A veritable who’s who of Hollywood A-listers are fighting for money owed to them ahead of the sale of The Weinstein Company (TWC).
As The Weinstein Company accepts bids to take over its assets, stars are making their objections to the proposed sale over everything from royalties to back-end profit deals known in court. The bankrupt company’s assets are expected to fetch upwards of $300 million.
Brad Pitt, Jennifer Lawrence, Jake Gyllenhaal, Meryl Streep, Leonardo DiCaprio, Rachel McAdams, John Cusack, Kevin Smith, Stephen King, Bill Murray, Heidi Klum, David O. Russell, Julia Roberts and Wes Craven are among those who have filed individual claims in court arguing they are still owed profits from TWC.
The Hollywood heavyweights allege TWC owes them money for films they did with several accusers claiming the company failed to provide them with accounting for several years, so they aren’t even sure exactly how much they are owed.

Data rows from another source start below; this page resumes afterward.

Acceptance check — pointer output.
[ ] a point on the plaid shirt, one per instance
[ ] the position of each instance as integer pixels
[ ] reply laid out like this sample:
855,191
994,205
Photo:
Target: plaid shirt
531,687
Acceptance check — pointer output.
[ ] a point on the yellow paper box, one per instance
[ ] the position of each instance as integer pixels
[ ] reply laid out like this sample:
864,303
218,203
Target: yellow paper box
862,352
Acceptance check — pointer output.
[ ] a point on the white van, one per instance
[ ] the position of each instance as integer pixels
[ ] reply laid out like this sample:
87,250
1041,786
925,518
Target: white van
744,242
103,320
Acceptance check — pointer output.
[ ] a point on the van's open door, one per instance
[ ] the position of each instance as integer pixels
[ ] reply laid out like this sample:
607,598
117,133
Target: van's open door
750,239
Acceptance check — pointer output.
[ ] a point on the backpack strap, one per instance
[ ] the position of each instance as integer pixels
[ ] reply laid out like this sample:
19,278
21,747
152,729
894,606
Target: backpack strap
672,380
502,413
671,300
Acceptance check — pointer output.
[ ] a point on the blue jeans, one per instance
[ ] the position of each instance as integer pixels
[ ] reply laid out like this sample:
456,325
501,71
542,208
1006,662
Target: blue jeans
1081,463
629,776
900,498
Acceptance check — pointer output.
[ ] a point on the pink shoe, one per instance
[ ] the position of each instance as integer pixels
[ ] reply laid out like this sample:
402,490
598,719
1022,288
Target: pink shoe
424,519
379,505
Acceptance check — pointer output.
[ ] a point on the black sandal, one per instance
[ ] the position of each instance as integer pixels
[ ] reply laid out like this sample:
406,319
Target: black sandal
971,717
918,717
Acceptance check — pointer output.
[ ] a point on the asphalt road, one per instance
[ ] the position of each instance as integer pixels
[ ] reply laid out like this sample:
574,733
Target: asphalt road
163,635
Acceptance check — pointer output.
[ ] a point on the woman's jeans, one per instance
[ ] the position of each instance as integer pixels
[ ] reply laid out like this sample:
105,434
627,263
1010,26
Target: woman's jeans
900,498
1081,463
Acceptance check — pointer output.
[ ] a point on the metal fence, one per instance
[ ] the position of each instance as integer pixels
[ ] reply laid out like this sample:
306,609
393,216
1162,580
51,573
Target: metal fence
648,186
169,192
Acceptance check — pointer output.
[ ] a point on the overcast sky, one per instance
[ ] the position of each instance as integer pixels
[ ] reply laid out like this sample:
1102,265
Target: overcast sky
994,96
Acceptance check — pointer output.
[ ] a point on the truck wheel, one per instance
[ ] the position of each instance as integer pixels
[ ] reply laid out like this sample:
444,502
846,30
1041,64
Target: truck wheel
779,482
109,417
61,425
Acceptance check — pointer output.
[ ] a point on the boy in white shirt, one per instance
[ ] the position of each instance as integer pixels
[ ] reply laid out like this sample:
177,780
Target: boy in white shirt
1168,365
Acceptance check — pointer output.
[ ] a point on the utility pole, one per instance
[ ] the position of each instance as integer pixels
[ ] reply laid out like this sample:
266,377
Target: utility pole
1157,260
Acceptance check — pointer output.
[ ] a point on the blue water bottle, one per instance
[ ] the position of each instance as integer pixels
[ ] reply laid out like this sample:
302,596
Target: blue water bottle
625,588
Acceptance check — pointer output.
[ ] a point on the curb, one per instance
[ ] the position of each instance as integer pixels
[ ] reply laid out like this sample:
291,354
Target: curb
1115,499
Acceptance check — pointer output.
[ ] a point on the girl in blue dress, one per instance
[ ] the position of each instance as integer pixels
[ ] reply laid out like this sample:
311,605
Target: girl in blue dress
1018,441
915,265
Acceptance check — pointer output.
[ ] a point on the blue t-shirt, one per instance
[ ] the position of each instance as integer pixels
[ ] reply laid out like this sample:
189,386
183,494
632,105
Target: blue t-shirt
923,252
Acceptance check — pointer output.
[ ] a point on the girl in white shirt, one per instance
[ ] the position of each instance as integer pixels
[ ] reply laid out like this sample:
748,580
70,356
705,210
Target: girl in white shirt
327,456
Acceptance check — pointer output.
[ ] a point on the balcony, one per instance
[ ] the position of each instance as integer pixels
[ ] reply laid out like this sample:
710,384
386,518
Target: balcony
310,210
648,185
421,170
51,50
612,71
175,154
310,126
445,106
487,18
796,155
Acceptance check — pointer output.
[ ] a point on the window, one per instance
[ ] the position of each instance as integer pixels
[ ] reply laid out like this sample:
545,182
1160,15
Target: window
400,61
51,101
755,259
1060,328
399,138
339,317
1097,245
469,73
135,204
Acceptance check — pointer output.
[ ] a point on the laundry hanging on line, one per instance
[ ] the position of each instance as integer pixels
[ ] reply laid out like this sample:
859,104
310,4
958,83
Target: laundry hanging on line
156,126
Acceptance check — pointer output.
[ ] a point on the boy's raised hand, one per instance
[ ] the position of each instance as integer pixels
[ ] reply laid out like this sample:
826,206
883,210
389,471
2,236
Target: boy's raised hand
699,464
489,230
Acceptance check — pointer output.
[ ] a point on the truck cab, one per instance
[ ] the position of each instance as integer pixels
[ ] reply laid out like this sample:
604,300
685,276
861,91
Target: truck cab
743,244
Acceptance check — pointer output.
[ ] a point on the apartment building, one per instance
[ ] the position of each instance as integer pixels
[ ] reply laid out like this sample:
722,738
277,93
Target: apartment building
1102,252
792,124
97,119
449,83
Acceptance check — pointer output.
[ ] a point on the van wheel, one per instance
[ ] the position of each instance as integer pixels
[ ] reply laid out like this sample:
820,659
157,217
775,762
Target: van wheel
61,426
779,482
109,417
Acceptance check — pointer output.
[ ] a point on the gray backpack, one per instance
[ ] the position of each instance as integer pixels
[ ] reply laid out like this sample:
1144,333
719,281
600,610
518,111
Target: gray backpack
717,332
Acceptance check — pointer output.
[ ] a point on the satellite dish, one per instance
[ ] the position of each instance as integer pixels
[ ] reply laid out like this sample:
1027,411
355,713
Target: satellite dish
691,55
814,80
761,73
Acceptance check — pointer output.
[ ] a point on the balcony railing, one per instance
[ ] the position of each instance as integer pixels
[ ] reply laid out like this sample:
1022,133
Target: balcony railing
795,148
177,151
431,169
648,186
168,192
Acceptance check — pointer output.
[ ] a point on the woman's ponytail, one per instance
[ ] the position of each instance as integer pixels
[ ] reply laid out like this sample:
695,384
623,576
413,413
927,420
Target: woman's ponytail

Even Harvey Weinstein has filed a claim against the sale, noting in court documents he is owed funds “which are related to theatre, production and movie rights which he owns (whether directly or through related entities) or for payments for which he deferred from prior years.”
The bankruptcy papers detail massive amounts of money owed to stars.
Quentin Tarantino is owed millions in royalties for his films Grindhouse/Death Proof, Inglorious Bastards, Django Unchained, and Hateful Eight and is demanding accounting be provided for all of them.
Gyllenhaal and McAdams are fighting for money owed to them for their 2015 drama Southpaw.
DiCaprio is contesting “how the winning bidder would have to pay nothing to cure a default under his acting agreement for Django Unchained,” according to Variety, while Lawrence wants to look at the accounting surrounding Silver Linings Playbook profits.
Among those looking to claim profits owed to them through back-end release deals and an accurate accounting record are Pitt for Killing Them Softly, Streep and Roberts for August: Osage County and The Giver, Craven for the Scream franchise, Cusack and King for 1408 and Smith for Clerks 2.
Netflix is also seeking nearly $2 million from The Weinstein Company for defaulted output deals.